Friday 4 April 2008

objects and atmospheres- non-verbal workshop with geraldine pilgrim (part 2)





ok- so these are photos from the exercise where we were asked to place self in the environment in a way that expresses an emotion- site-specific body sculpture.

in analysing these we were to consider the whole body- postion, site, aesthetic in relation to the emotional concept expressed.

i'm going to leave it at that for now- what emotion am i conveying? is it obvious (?!) what i am interested in is how the photograph gives me a new way of looking- seeing what i looked like according to one viewer- i asked them to move around me which raises interesting issues about audience perception and vantage point on promenade performance work.

more photos in next post...

3 comments:

Mz. Noodle said...

I love these photos of you on the stairs!

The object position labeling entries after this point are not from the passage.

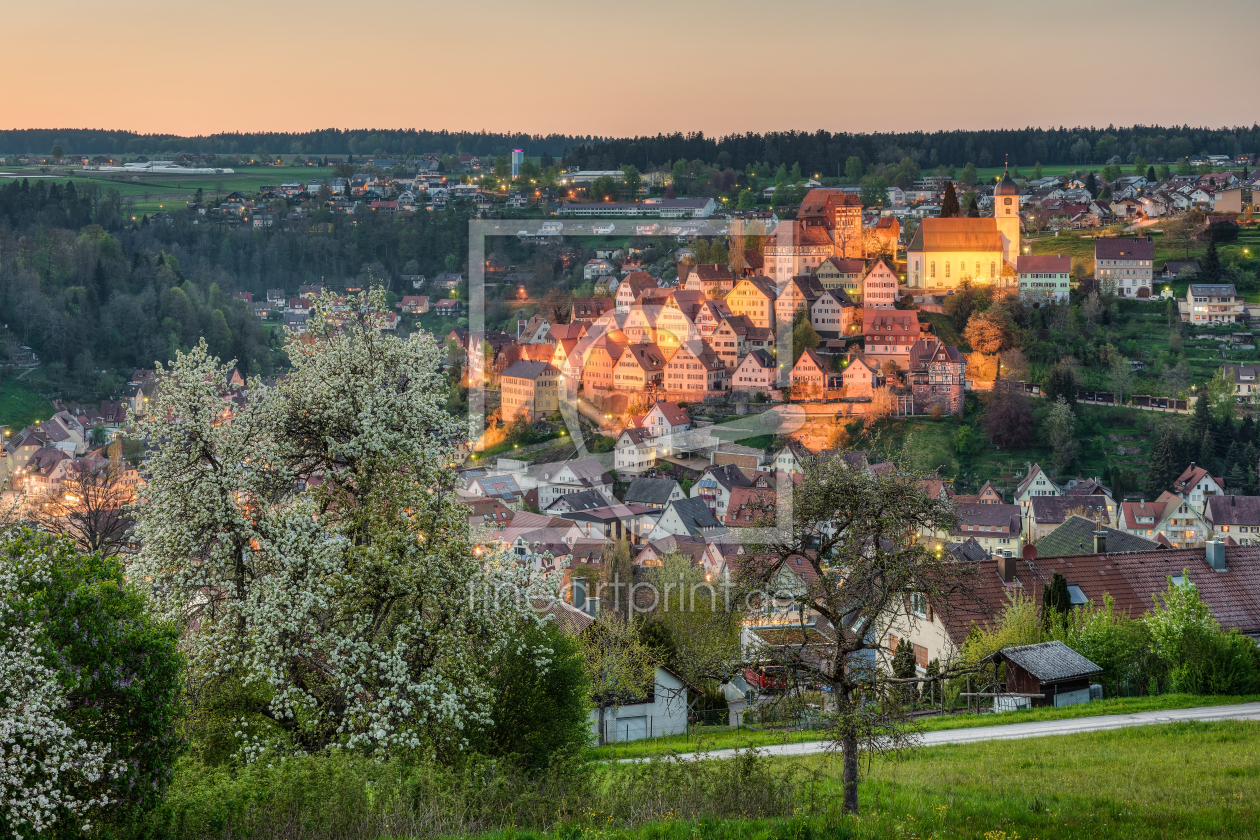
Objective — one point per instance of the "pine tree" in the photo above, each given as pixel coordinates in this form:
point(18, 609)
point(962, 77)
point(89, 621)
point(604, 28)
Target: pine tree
point(1232, 455)
point(1248, 430)
point(1236, 480)
point(1250, 456)
point(1207, 452)
point(1056, 602)
point(1201, 421)
point(1164, 464)
point(904, 668)
point(949, 204)
point(1210, 265)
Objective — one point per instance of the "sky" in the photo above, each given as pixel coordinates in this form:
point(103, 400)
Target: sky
point(626, 68)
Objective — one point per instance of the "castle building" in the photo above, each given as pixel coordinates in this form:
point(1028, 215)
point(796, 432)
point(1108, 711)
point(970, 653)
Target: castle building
point(880, 286)
point(828, 224)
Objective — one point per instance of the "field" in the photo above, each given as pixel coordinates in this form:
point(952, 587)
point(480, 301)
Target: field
point(154, 193)
point(1163, 781)
point(710, 738)
point(20, 404)
point(1183, 781)
point(1120, 437)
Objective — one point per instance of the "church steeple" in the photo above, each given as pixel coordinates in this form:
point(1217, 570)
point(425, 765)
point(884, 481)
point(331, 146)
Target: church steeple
point(1006, 212)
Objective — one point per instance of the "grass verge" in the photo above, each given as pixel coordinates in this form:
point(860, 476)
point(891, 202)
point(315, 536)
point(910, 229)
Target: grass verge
point(708, 738)
point(20, 406)
point(1188, 781)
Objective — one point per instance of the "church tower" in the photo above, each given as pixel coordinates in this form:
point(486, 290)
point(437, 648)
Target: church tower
point(1006, 213)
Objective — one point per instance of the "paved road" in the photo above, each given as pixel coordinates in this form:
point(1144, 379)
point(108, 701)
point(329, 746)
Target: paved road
point(1035, 729)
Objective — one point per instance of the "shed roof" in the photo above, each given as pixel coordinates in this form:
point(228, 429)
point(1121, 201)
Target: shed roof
point(1048, 661)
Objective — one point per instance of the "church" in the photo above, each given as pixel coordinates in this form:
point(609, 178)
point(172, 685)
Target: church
point(944, 252)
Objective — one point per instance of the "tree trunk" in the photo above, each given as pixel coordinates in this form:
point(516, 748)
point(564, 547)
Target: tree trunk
point(849, 744)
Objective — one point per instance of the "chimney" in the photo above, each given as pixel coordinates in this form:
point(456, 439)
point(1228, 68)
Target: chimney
point(1216, 556)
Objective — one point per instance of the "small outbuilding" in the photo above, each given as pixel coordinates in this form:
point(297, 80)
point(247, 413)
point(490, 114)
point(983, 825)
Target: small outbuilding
point(1045, 674)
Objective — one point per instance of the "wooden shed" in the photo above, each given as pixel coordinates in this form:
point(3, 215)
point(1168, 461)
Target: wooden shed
point(1052, 670)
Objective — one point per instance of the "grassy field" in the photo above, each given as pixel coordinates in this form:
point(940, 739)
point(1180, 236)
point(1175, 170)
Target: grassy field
point(708, 738)
point(1079, 244)
point(154, 193)
point(1183, 781)
point(1106, 436)
point(20, 406)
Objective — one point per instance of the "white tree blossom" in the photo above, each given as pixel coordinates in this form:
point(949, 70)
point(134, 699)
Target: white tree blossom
point(310, 540)
point(42, 761)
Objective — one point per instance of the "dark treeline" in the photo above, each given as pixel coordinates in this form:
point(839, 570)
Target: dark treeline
point(90, 290)
point(324, 141)
point(824, 153)
point(817, 153)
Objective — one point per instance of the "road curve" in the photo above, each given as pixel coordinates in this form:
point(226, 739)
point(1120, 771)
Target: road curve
point(1032, 729)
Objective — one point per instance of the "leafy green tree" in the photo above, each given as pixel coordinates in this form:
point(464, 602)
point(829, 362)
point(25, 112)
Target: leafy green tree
point(846, 518)
point(1120, 378)
point(964, 441)
point(1056, 603)
point(1061, 383)
point(904, 666)
point(985, 334)
point(88, 683)
point(619, 664)
point(1197, 654)
point(542, 697)
point(1061, 427)
point(950, 208)
point(873, 190)
point(1166, 464)
point(694, 622)
point(218, 335)
point(1210, 265)
point(1008, 420)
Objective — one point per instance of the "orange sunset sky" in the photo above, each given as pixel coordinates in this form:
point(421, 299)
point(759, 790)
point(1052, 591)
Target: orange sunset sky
point(625, 68)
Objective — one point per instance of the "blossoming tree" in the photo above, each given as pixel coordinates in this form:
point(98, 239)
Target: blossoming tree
point(309, 539)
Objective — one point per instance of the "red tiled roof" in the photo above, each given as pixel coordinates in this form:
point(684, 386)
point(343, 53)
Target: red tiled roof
point(1045, 265)
point(1123, 248)
point(1133, 579)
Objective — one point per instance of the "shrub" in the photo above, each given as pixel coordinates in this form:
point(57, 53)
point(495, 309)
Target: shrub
point(541, 698)
point(1198, 655)
point(343, 795)
point(100, 673)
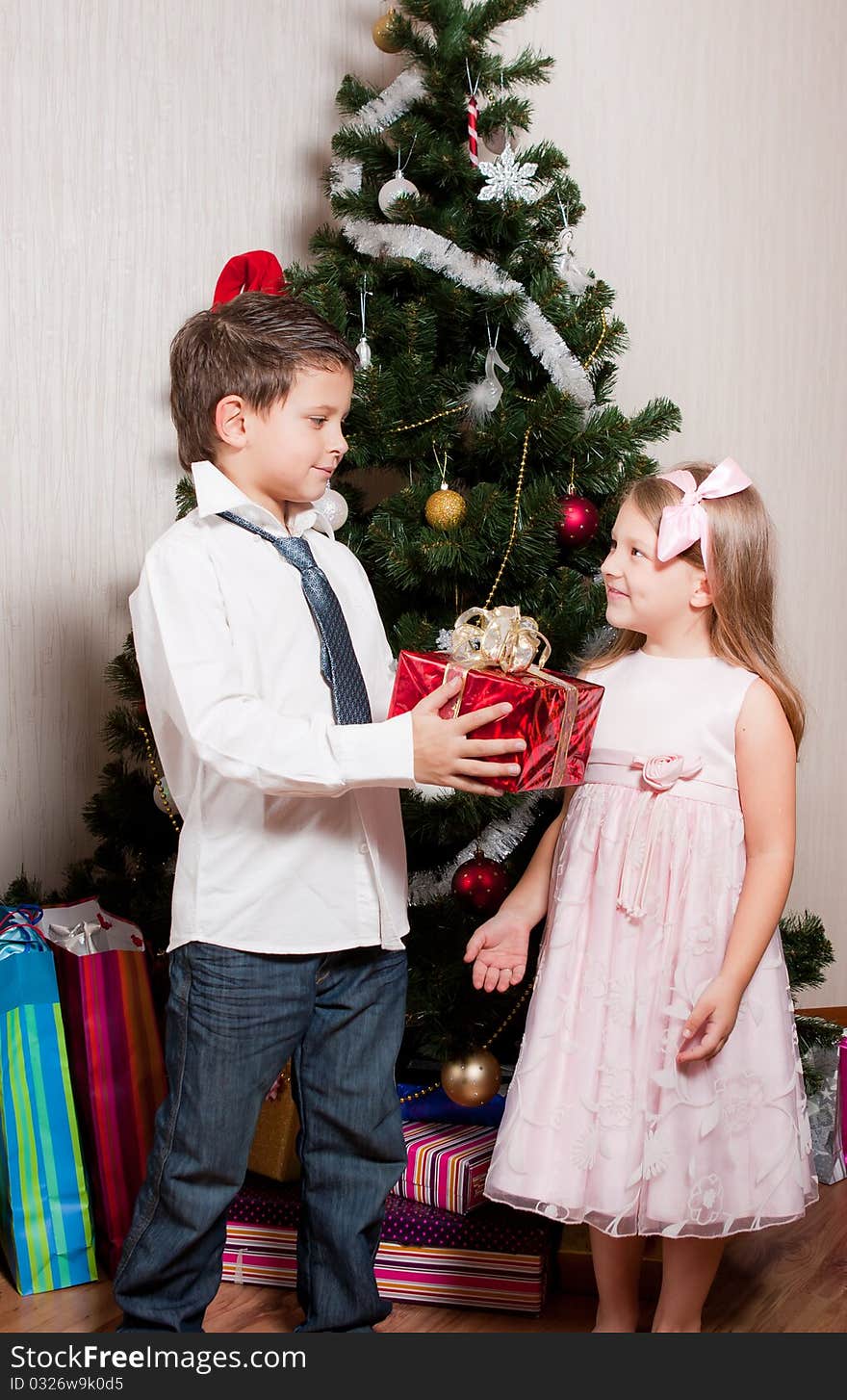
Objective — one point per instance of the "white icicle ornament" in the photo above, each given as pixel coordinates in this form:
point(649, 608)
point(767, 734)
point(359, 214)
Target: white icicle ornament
point(393, 190)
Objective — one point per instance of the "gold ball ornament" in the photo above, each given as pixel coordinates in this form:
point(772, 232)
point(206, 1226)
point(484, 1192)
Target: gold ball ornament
point(382, 34)
point(446, 508)
point(471, 1079)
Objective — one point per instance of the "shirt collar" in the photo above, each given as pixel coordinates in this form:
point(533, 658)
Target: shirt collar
point(218, 493)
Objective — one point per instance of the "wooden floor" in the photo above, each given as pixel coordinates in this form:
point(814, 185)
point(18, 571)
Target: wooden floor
point(791, 1279)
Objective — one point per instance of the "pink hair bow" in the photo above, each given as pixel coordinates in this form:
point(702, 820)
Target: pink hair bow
point(685, 524)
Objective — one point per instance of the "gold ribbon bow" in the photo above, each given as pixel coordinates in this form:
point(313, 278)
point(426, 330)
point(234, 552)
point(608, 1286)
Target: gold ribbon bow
point(502, 638)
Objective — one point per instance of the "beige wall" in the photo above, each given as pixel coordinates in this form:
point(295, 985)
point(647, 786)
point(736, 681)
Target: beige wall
point(147, 142)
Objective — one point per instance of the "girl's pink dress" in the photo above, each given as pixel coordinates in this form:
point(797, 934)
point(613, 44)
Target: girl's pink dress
point(601, 1123)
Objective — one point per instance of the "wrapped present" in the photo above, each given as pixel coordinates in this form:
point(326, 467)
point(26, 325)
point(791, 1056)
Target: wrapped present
point(825, 1115)
point(273, 1151)
point(45, 1212)
point(575, 1271)
point(556, 714)
point(116, 1053)
point(495, 1257)
point(447, 1164)
point(424, 1104)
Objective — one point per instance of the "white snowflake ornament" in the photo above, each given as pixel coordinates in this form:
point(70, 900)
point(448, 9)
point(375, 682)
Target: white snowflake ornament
point(508, 178)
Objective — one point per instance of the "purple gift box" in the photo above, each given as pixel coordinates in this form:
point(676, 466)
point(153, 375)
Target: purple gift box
point(495, 1257)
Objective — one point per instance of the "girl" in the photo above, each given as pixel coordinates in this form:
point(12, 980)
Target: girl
point(658, 1088)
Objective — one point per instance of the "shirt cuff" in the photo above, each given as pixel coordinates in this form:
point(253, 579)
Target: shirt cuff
point(375, 755)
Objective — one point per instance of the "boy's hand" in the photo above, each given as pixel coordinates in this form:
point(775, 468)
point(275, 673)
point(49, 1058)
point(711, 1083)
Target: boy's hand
point(498, 950)
point(447, 758)
point(714, 1015)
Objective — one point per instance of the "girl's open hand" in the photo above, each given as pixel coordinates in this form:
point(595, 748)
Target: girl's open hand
point(711, 1020)
point(498, 950)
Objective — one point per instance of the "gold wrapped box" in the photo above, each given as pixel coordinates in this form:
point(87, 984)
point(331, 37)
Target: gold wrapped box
point(273, 1150)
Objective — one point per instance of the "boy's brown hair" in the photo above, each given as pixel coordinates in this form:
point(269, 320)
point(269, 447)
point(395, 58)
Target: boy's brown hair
point(742, 582)
point(254, 346)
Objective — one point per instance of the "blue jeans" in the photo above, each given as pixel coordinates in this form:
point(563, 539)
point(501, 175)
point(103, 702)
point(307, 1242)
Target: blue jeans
point(234, 1018)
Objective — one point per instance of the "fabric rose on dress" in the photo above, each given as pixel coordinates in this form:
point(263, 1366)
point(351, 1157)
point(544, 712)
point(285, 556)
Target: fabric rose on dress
point(662, 770)
point(706, 1200)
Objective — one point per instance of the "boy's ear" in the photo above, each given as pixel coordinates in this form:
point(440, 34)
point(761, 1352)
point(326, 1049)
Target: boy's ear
point(702, 595)
point(230, 420)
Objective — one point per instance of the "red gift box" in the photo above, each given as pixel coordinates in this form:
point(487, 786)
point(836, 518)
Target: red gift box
point(556, 714)
point(446, 1164)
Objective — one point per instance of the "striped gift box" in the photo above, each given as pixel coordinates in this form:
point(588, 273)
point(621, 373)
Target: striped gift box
point(116, 1057)
point(446, 1164)
point(493, 1258)
point(45, 1212)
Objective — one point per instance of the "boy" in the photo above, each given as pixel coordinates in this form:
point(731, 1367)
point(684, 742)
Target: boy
point(267, 677)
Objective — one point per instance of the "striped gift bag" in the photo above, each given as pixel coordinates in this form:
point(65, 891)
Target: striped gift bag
point(45, 1217)
point(446, 1164)
point(116, 1054)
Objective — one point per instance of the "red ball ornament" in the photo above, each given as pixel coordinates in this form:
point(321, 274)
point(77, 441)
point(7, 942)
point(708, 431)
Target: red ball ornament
point(578, 521)
point(482, 884)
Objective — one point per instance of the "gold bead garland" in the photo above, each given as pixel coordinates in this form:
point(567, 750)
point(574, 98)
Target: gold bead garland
point(516, 512)
point(430, 1088)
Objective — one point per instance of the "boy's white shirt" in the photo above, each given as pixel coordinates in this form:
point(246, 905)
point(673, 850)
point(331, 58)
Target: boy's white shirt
point(292, 838)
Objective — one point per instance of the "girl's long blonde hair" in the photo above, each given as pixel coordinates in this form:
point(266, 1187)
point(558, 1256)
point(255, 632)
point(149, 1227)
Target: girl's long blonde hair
point(741, 580)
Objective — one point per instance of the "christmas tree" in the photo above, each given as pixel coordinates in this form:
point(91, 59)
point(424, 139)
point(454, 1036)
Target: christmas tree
point(486, 458)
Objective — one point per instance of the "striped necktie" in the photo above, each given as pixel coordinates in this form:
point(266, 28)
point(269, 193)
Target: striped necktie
point(339, 665)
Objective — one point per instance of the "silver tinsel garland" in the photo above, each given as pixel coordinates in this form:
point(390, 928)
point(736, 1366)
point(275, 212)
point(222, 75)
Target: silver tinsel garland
point(498, 842)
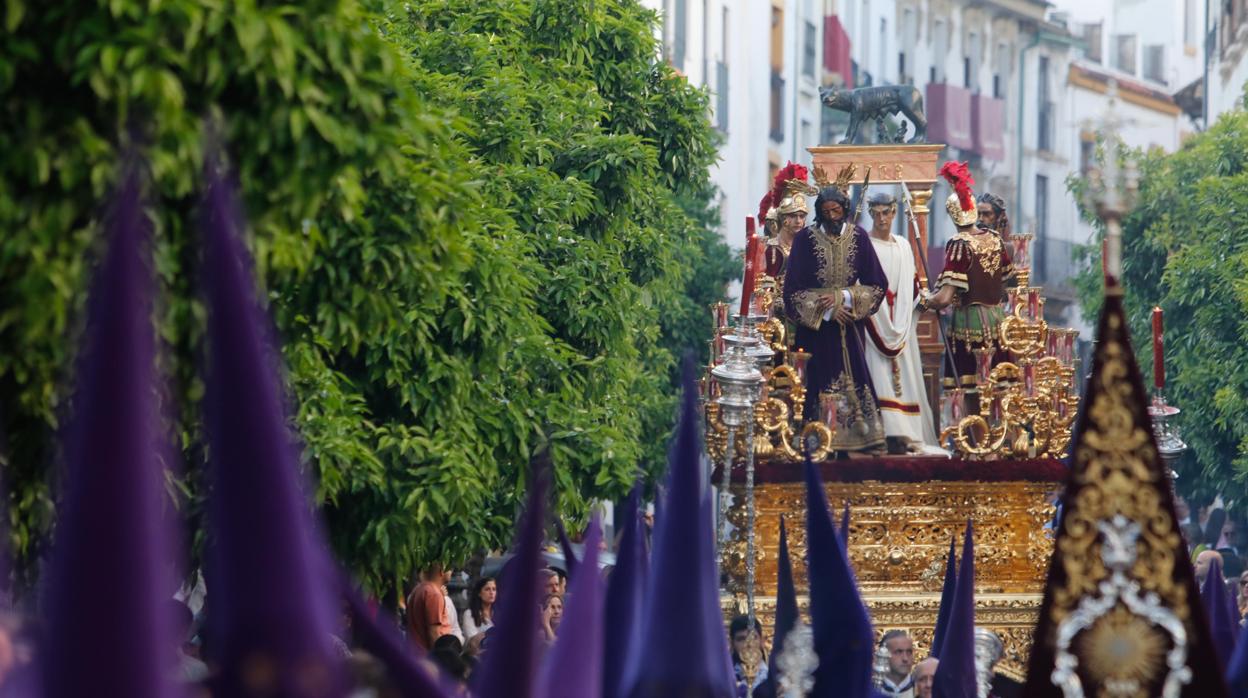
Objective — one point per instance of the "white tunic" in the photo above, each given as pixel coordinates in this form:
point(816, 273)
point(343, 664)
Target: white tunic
point(892, 350)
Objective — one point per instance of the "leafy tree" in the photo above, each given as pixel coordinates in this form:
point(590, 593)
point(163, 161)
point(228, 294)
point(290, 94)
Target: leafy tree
point(481, 226)
point(1186, 250)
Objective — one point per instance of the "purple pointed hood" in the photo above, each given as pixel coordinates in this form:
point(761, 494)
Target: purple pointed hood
point(573, 668)
point(110, 631)
point(786, 616)
point(509, 666)
point(1237, 669)
point(625, 594)
point(272, 606)
point(955, 676)
point(1217, 606)
point(684, 646)
point(946, 599)
point(844, 639)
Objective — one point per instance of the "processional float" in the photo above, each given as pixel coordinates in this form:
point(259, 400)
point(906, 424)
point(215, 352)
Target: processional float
point(1005, 473)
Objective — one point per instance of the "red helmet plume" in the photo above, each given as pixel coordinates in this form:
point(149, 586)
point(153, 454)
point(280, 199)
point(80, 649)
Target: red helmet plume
point(959, 176)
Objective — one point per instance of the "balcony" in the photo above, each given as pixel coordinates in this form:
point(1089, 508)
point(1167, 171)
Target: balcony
point(1053, 265)
point(949, 115)
point(989, 126)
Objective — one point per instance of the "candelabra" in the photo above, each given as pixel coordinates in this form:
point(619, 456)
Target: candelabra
point(1112, 185)
point(740, 380)
point(1026, 405)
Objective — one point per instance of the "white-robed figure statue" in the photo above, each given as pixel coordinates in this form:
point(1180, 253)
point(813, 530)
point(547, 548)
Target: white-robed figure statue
point(892, 342)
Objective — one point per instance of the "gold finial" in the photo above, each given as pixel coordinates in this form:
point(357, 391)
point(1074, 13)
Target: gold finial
point(845, 176)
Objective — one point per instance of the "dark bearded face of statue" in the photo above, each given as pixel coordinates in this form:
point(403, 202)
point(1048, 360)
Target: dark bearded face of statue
point(833, 215)
point(987, 216)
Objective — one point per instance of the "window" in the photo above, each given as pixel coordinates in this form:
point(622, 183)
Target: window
point(1038, 246)
point(1155, 63)
point(884, 45)
point(679, 16)
point(1087, 152)
point(1045, 120)
point(1125, 53)
point(721, 95)
point(1092, 41)
point(776, 39)
point(808, 49)
point(909, 39)
point(1189, 23)
point(971, 63)
point(1004, 63)
point(776, 108)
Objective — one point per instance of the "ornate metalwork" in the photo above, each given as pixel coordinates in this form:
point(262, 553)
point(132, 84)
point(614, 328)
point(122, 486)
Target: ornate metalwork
point(1122, 632)
point(899, 538)
point(1027, 406)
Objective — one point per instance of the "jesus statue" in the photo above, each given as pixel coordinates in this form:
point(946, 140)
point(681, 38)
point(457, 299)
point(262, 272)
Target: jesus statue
point(833, 285)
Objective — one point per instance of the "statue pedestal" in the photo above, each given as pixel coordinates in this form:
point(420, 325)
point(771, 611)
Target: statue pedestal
point(901, 522)
point(915, 165)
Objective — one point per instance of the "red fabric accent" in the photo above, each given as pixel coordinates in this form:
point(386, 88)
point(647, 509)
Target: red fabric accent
point(916, 468)
point(836, 50)
point(907, 407)
point(763, 207)
point(879, 341)
point(959, 176)
point(949, 115)
point(989, 126)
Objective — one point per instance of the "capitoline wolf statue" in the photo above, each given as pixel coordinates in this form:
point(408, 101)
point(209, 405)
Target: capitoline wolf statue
point(877, 104)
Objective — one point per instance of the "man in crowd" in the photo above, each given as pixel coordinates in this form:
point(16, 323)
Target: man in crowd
point(892, 340)
point(549, 582)
point(925, 676)
point(901, 659)
point(427, 618)
point(1202, 565)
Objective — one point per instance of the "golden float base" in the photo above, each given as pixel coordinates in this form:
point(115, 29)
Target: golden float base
point(897, 543)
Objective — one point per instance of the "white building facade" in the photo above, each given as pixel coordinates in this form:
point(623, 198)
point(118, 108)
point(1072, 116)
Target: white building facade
point(761, 60)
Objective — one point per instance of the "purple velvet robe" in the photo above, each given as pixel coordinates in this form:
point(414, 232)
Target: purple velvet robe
point(821, 264)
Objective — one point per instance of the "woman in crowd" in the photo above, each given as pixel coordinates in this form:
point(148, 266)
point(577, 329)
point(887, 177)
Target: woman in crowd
point(738, 634)
point(552, 613)
point(479, 614)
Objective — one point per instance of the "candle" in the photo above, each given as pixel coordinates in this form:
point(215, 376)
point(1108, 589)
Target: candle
point(984, 365)
point(1158, 351)
point(799, 363)
point(829, 407)
point(751, 244)
point(1105, 261)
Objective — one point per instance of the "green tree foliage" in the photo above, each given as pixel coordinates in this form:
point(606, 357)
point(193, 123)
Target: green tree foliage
point(1186, 250)
point(479, 226)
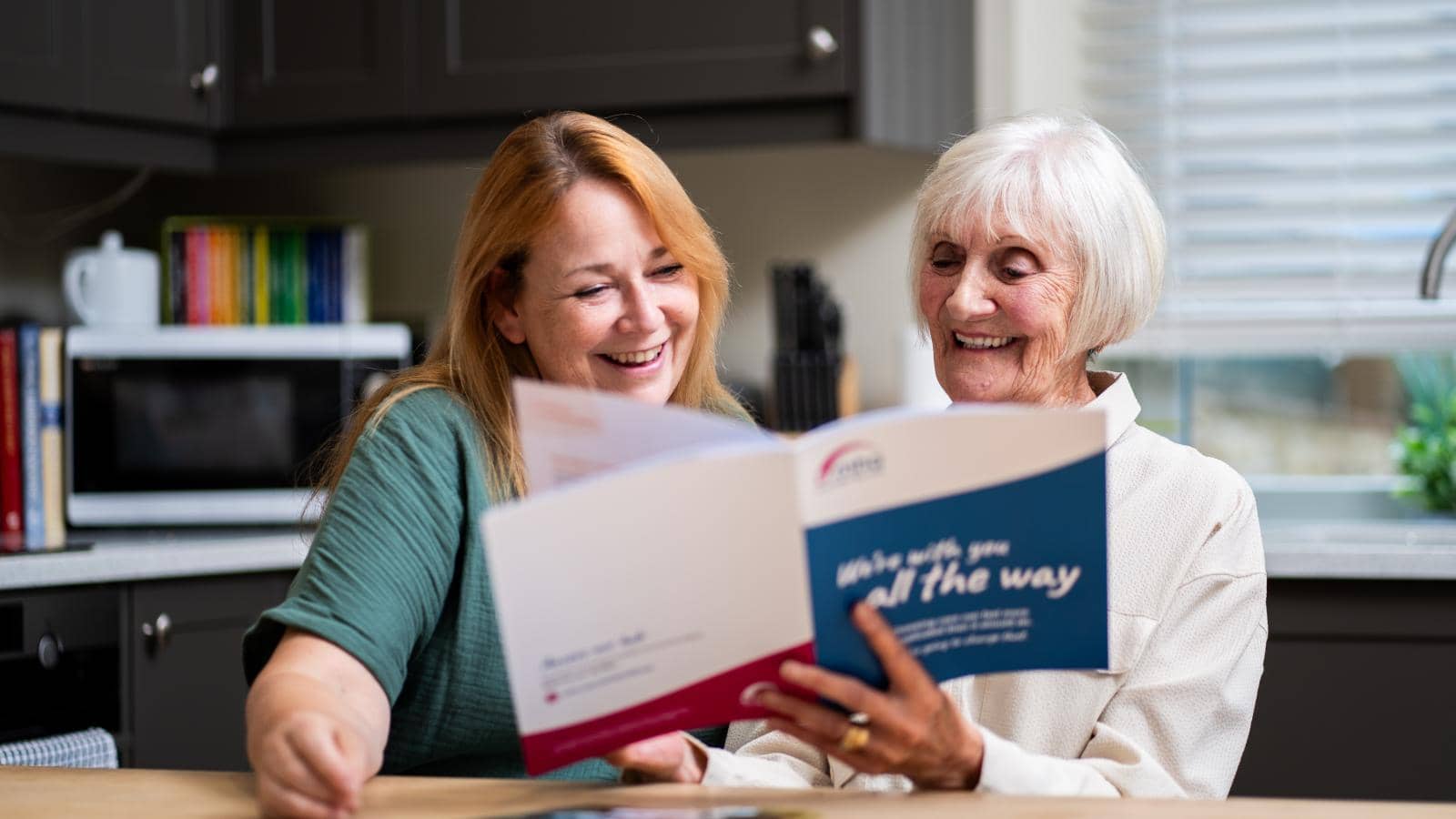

Especially the top two as a progression/series. I read your thoughts that the photos don't convey the same emotion as might be displayed live. However, where you situated yourself for this series creates compositionally interesting photos in the end. So maybe not the result you were aiming for in the workshop, but interesting, captivating results anyway!

harriet said...

hey thanks lena- i just looked at them again now and realised you can't see i have one eye actually open...how everytime i look at photos i often see a different detail, different story.

looking at these photos is very useful for me about how i come across 'posed' to others (albeit constructed through the lens here) and how much my pink dress works in the grey environment which i hadn't really considered as much live. the photos do become something else- far removed from the emotion i was trying to express of fear of heights (i was holding - believe it or not- on white-knuckle tight- and feet shoved firmly up against wall to keep me sure of the wall edge which those that witnessed live did comment on )

so- documentation is subjective but can give new life as another piece of work in itself (not my research at the moment), offer me an opportunity to get some sort of idea of what i look like, make new perhaps unseen in the flesh connections through photographed details now composed together in the frame. all good to learn about how to use photography as a tool to support my performance development

its interesting as well in the fact that the live event only ever was a frozen tableaux and then (fittingly) captured as a frozen moment through the lens- not stills from a moving action based live performance- but how if i presented these purely as 'documentation of a performance' you wouldn't know either way without stating. would be interesting to have considered the oddity of filming this still body sculpture and the resultant reading of that as the camera moved up and around the staircase and me- how the capture through the lens distorts and creates meanings

although my work is using photography and film in the work this exercise poses questions for me viewing self and documenting the experiences purely to further my
practice

x

Laura Bean said...

Think we should take a trip to that live art on camera exhibition...oo actually did you see it in Southampton?